Applications, like flask, which expect that the headers are using latin-1 encoding as specified in [rfc5987] will break gunicorn because gunicorn uses ASCII encoding.
Issue #1353 was closed with the comment
I'm going to close this as it's well documented around the web that HTTP headers should be ASCII, unfortunately.
which is, according to [rfc5987] wrong. Headers should be encoded ISO-8859-1 (aka latin-1). However, a comment in the issue also mentioned commit 5f4ebd2eb2b08783a5fbefe79d09fcb3fc1fbc73, in which the encoding of the headers was switched back from latin-1 to ascii based on a section in [rfc7230] which states that US-ASCII should be used:
Historically, HTTP has allowed field content with text in the
ISO-8859-1 charset [ISO-8859-1], supporting other charsets only
through use of [RFC2047] encoding. In practice, most HTTP header
field values use only a subset of the US-ASCII charset [USASCII].
Newly defined header fields SHOULD limit their field values to
US-ASCII octets. [...]
Now, I'm not into all this RFC specifications and don't know which is the right way to do it. However, as other applications expect latin-1 as specified in [rfc5987] but gunicorn implements the version given in [rfc7230], it might be worth to discuss this, even if it's just for a clarification on which track gunicorn is.
Related Issues in gunicorn:
https://github.com/benoitc/gunicorn/issues/1353 : wsgi.py > send_headers: encoding problem.
Related Issues in Flask:
https://github.com/pallets/flask/issues/2766 : send_file: latin-1 encoding not compatible with gunicorn
https://github.com/pallets/flask/pull/2223 : Fix send_file's attachment_filename to work with non-ascii filenames
Related RFC:
https://tools.ietf.org/html/rfc5987#section-1
gunicorn implements the last specification (and it used to work with previous versions of flask).
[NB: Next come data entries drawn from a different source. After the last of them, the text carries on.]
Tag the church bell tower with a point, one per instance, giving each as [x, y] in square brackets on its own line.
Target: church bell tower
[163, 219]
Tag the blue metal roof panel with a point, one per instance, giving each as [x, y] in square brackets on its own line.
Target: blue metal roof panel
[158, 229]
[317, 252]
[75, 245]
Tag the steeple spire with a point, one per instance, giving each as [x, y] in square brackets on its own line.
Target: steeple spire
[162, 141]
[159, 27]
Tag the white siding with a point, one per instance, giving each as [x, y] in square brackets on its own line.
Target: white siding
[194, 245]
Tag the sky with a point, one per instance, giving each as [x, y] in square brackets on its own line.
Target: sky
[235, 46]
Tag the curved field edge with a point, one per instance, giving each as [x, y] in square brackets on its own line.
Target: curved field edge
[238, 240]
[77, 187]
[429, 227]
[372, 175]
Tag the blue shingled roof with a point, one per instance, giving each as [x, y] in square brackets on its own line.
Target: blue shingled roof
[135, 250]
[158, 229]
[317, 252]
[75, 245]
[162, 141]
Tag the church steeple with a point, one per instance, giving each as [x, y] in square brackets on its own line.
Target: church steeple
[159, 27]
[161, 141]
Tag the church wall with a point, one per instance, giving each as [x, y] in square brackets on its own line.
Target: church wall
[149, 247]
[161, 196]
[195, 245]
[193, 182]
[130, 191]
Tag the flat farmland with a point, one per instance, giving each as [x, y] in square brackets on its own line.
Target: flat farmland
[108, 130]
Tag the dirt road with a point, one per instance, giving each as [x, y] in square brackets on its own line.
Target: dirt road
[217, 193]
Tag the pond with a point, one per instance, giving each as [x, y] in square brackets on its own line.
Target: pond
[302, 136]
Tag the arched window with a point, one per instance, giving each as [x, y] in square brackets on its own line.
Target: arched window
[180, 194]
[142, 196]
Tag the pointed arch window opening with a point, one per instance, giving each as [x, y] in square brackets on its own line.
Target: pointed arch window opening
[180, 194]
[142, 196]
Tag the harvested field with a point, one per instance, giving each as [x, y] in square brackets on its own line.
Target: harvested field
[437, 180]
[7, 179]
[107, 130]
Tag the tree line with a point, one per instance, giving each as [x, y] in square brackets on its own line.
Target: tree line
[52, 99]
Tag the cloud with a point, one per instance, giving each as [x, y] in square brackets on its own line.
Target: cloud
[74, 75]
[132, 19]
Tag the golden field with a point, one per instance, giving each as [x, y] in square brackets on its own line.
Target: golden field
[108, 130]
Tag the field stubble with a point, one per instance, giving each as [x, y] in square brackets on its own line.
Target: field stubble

If we want to relax it for old applications maybe we may want yo try to encode to latin1 if encoding to ascii didn't work. Thoughts ? cc @tilgovi
to be more complete, gunicorn use the updated HTTP 1.1 spec (7230 and related). That could be indeed documented.
From my position, the spec says "SHOULD" and PEP 333 mentions latin-1 so I think Gunicorn could support latin-1 even if applications are advised not to use non-ASCII characters.
That's my initial reading, but I'll wait for others to weigh in.
I think Gunicorn could support latin-1
By this I mean only that Gunicorn would not be breaking any spec. Right now Gunicorn is more strict than it needs to be. It is not necessarily wrong to be so strict. We can decide together.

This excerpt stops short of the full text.